The *existence* of this second set of equalities doesn't change our
earlier, more meaningful example.

So much for algebraic proof: how do we reconcile the equational theory
and CBV evaluation? `Y` doesn't behave right in CBV evaluation---your
program just runs forever. The trick is to make sure that we don't
automatically evaluate the fixpoint---we'll only unroll `Y e` as
demanded by the program. We want a fixpoint that behaves like:

```
Y e = e (λx. (Y e) x)
```

CBV evaluation stops here, because the `Y e` is hidden under a
lambda. So the call-by-value Y combinator can be defined as:

```
Y = λf. (λx y. f (x x) y) (λx y. f (x x) y);
```

For more information, the [Wikipedia article on the Y
combinator/fixpoint
combinators](https://en.wikipedia.org/wiki/Fixed-point_combinator#Fixed_point_combinators_in_lambda_calculus)
is excellent. (They use "strict" meaning, for our purposes,
call-by-value. What I've given you is a variant of the Z combinator.)

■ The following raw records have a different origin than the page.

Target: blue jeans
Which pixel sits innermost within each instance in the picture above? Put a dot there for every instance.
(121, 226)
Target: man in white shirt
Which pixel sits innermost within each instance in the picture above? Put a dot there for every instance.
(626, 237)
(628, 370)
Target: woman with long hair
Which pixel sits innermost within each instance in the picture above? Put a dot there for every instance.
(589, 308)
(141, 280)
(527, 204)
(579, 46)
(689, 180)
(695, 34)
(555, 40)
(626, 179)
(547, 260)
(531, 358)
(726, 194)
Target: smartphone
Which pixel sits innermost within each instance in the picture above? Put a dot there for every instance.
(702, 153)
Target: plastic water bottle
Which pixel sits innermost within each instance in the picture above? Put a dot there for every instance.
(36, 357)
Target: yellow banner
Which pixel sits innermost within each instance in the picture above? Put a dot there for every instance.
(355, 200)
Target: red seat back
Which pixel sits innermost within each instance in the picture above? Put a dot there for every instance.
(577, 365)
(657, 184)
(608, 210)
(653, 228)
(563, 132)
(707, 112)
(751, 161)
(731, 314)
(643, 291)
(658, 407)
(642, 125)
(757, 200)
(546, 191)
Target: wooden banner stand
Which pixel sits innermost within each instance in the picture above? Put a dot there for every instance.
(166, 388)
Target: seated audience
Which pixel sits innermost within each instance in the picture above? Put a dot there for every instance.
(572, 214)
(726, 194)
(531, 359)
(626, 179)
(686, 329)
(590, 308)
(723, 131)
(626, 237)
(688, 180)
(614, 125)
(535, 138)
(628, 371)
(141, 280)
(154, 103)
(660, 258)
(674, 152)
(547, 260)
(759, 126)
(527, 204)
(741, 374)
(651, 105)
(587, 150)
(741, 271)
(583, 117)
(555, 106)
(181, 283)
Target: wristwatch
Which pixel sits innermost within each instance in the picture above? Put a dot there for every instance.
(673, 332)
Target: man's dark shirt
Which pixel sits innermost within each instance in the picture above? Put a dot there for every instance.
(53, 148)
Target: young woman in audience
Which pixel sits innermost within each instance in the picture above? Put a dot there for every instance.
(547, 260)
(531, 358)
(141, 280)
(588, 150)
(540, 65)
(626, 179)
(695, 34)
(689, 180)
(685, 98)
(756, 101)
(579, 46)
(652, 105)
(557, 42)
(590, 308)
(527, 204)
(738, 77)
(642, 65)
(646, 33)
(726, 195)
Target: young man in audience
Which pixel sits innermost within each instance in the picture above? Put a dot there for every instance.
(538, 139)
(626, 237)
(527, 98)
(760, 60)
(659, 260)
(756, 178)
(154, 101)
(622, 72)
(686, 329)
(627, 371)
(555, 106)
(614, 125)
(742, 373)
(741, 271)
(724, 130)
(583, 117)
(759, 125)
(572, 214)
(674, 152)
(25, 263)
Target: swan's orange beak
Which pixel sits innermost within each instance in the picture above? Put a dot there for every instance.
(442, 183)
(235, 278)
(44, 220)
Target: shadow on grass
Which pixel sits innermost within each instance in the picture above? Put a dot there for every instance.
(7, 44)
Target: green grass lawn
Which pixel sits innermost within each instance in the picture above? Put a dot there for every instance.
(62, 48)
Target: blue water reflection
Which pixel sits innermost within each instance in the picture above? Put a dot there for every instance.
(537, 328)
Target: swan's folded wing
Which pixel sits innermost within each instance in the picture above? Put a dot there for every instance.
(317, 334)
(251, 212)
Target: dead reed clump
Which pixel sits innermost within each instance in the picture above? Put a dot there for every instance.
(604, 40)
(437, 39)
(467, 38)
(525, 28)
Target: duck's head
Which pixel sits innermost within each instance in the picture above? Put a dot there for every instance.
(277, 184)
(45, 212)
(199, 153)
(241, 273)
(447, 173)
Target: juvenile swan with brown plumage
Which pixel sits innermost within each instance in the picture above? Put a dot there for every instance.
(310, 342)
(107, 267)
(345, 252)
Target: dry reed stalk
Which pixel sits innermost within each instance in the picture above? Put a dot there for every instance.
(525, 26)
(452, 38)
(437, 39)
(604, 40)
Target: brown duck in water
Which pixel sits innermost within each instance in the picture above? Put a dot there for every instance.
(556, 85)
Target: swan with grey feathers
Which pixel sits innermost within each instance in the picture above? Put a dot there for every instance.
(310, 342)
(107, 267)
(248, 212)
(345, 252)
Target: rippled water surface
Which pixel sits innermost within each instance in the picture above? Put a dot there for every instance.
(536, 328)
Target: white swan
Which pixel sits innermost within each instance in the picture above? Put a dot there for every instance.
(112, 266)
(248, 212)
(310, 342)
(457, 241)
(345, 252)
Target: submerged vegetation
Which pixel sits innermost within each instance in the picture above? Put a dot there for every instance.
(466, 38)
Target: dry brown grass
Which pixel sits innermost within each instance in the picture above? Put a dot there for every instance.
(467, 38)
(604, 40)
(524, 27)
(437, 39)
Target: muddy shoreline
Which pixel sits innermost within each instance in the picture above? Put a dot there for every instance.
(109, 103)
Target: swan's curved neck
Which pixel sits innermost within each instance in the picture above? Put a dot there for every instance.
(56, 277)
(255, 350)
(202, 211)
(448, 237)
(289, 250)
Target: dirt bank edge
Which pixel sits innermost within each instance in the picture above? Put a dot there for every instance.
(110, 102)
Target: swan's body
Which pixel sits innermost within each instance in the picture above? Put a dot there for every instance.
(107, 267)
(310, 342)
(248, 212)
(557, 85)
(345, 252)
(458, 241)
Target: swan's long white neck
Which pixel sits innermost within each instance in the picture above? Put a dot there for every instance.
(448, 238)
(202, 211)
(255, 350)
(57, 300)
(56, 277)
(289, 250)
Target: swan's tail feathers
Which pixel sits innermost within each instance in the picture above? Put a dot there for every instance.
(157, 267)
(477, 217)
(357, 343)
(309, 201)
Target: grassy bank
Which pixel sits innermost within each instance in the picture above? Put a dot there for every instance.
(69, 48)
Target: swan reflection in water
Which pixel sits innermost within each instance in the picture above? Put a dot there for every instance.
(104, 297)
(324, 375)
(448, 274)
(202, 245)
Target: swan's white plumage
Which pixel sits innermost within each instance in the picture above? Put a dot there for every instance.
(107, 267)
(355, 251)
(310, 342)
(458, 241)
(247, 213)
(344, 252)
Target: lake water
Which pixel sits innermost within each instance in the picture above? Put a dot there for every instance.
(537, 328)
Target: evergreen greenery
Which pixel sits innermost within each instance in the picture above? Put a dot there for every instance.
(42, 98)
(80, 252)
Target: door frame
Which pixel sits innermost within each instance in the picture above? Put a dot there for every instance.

<h3>Another way to use Y combinator</h3>

It might be hard to figure out how to use Y. Here's a step-by-step
recipe for how to go from Haskell code to code using the Y combinator.

> plus 0 n = n
> plus m n = plus (m-1) (n+1)

First step: eliminate pattern matching, since the lambda calculus
doesn't have that. Let's rewrite this to use an if statement.

> plus m n = if m == 0 then n else plus (m-1) (n+1)

Second step: write explicit lambdas.

> plus = \m n -> if m == 0 then n else plus (m-1) (n+1)

Third step: use Church encondings.

> plus = \m n -> (isZero m) n (plus (pred m) (succ n))

Fourth step: eliminate explicit recursion using Y. To do this, we come
up with a new name---here, `plusF`---and add it as a new parameter to
our function. We'll use `plusF` to do a recursive call, and pass our
whole function to Y.

> plus = Y \plusF m n -> (isZero m) n (plusF (pred m) (succ n))

Fifth and final step: translate to lambda calculus syntax! This
amounts to changing arrows to dots and giving the slashes little legs
to make them lambdas.

```
plus = Y (λplusF m n. (isZero m) n (plusF (pred m) (succ n)))
```

<h3>CBV equivalents</h3>

The above recipe isn't *exactly* right. `isZero m` will return a
boolean which will evaluate both of its arguments... one of which is a
recursive call!

The solution is to 'delay' a little bit more. We can write the delayed
Church booleans as:

```
true = lambda a b. a (lambda x. x)
false = lambda a b. b (lambda x. x)
```

The expectation here is that each choice (`a` or `b`) takes a single
argument, which it ignores. By putting each choice under a lambda, we
can delay evaluation until the choice is made.

Try to figure out how to write `and`, `or`, and `not` on your own. But
we can write our conditional:

```
plus = Y (λplusF m n. (isZero m) (lambda x. n) (lambda x. (plusF (pred m) (succ n))))
```

Such functions that ignore their arguments are called "thunks".